Kane County to crack down on car hoarding

In a sliver of unincorporated St. Charles, near the village of Wayne, there's a home owned by a man with a love for antique vehicles. Kane County officials say the homeowner has crossed the line between collecting cars and creating a community eyesore.

“It looks like a junkyard,” county board member John Hoscheit said. “This is a circumstance that I think is overboard.”

Officials did not name the homeowner but said they've visited the property several times in hopes of addressing the situation. However, they lack the tools to do much about it. County laws don't place a limit on the number of vehicles that can be on a property as long as they are in operable condition and parked on an “improved” surface such as a paved or gravel driveway. The cars on the property in question aren't pretty, officials said, but they do start and move forward and backward.

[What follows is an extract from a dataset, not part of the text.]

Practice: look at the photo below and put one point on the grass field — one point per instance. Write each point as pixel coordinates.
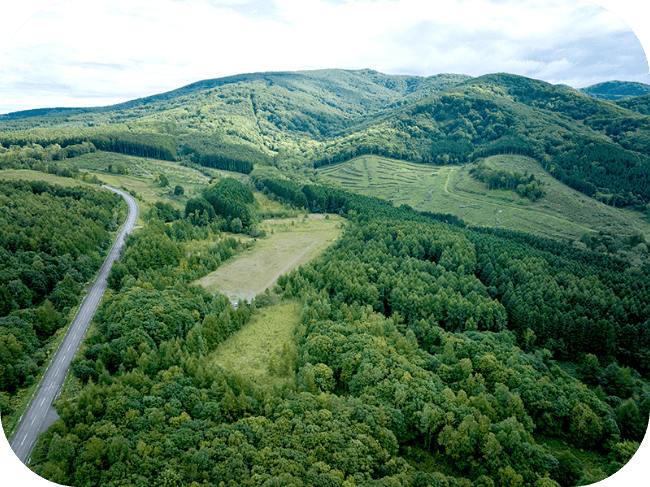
(288, 243)
(27, 175)
(562, 214)
(265, 339)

Hoscheit said that's not good enough. He wants to change county law to limit the number of vehicles any home can have outside.

That's dangerous ground to county board member Cathy Hurlbut. She noted many rural homes tend to have more rooms, more people living in a larger space and more cars for them to move around. She doesn't see anything wrong with that. In fact, as an Elgin resident, she's said any changes to the law must reflect only cars that are a true nuisance to the community.

“I live in the city, and I have five cars at my house because I have teenage kids,” Hurlbut said. “There's a difference between being a hoarder and someone who has five or six legitimately running cars.”

County staff member will attempt to craft a law change that addresses Hoscheit's problem while allowing for living situations such as Hurlbut's.

While they're at it, the staff will work on a law change to address the phenomenon of incomplete home construction in the current economy. County permits for that activity expire after two years or when progress on the construction stalls for six months. But now staff are seeing projects take much longer than those expiration dates, including at least one home in unincorporated St. Charles where construction began in 2004 and still isn't complete. Right now, there's not much county staff can do when those construction sites turn into raccoon nests for lack of activity.

“The building process assumes that someone wants to initiate something, build and complete it so they have an asset,” said Mark Van Kerkhoff, a supervisor in the county's development department. “We want them to do the work. We want them to finish it. What it doesn't anticipate is when someone just stops, and that's the condition that we're seeing.”

Van Kerkhoff said, like homes with too many vehicles, abandoned construction sites may soon be added to the list of nuisance violations. That would allow the county a legal remedy to force some action at the problem properties.